MachineFromProto round-trips through the proto-shaped Machine from the provider; here the provider is already returning domain types, so the conversion is a no-op clone (we still route through MachineToProto + MachineFromProto to get the validation paths exercised on every reconcile).

In other words: belt-and-braces validation. The comment was honest about it being redundant.

The cost: at 500K inventory and a post-execute cycle pulling 1000 deltas, that’s 1000 × {proto allocation, label-map clone, resource-map clone, MachineFromProto allocation, second label/resource clone, validation walk}. Per-machine wall-clock is small but per-cycle aggregate showed up as ~70 ms even after the M11.22 incremental reconcile reduced the working set to deltas.

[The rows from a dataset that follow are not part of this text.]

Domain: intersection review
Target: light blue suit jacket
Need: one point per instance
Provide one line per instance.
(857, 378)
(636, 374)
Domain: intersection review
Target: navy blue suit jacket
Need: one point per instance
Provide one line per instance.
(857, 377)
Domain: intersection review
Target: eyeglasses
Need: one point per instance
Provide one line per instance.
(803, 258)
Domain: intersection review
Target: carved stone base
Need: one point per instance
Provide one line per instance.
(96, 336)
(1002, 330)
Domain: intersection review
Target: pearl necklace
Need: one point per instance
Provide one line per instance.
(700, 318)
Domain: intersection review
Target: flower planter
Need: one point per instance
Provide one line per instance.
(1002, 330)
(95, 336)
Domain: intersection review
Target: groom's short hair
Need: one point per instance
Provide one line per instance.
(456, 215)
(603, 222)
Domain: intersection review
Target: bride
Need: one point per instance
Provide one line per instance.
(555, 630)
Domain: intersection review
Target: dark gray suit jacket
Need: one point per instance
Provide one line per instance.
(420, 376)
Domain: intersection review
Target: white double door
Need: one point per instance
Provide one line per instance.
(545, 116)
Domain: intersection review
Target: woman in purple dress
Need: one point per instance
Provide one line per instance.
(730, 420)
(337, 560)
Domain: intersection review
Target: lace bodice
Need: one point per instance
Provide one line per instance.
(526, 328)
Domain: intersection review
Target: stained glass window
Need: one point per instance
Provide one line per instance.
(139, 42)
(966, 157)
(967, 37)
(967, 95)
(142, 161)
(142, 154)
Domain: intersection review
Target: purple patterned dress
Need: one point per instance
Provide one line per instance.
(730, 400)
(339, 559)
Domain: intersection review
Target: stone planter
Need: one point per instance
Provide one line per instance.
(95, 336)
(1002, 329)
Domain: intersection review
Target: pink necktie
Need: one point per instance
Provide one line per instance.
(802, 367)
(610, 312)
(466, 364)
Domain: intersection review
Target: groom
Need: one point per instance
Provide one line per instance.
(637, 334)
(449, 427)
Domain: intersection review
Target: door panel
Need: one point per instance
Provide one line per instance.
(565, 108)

The validation re-run was load-bearing for two scenarios that no longer apply:

  1. A future in-tree provider that constructed invalid machine.Machine values directly. Defensive. We have no such provider and the provider.Provider interface contract is “return valid domain types.” Adding a misbehaving in-tree provider is a code-review concern, not a runtime concern.
  2. Catching grpcadapter regressions where the proto→domain conversion produced an invalid machine. Defensive. The grpcadapter validates exactly once at the conversion boundary; that’s the right place. Re-validating in reconcile catches the same bugs the unit tests for pkg/conv already catch.

Decision

The provider boundary is the validation point. reconcile trusts that provider.Provider.List returns valid machine.Machine values and applies them directly to inventory without round-tripping through proto.

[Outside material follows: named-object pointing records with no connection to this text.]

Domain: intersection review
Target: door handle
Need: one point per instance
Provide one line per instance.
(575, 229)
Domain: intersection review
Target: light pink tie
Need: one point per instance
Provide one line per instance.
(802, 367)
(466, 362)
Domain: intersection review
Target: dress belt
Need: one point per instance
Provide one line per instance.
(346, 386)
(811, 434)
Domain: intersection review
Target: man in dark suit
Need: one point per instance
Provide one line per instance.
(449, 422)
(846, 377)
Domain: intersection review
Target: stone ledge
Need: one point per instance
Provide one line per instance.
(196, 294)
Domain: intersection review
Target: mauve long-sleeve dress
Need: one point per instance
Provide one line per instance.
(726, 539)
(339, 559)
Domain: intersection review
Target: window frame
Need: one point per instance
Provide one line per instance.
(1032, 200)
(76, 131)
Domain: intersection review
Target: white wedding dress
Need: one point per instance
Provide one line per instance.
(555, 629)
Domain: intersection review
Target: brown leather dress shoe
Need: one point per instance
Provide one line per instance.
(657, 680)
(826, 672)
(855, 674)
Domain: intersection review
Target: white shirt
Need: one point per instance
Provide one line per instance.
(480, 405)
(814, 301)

Validation responsibilities are explicit:

  • pkg/provider/fake validates by construction (the in-process fake creates machine.Machine values from typed inputs; invalid combinations are caught at write time, not at read time).
  • pkg/provider/grpcadapter validates at the proto→domain conversion via pkg/conv (MachineFromProto performs state validation and shape checks). This conversion happens once per RPC response, not once per reconciled machine on the shard side.
  • pkg/shard/reconcile assumes the input is valid and applies it to the inventory. State-machine correctness on the apply path is enforced by inventory.Apply (which validates state transitions through machine.CanTransition); that’s the safety net for “bad data slipped through anyway.”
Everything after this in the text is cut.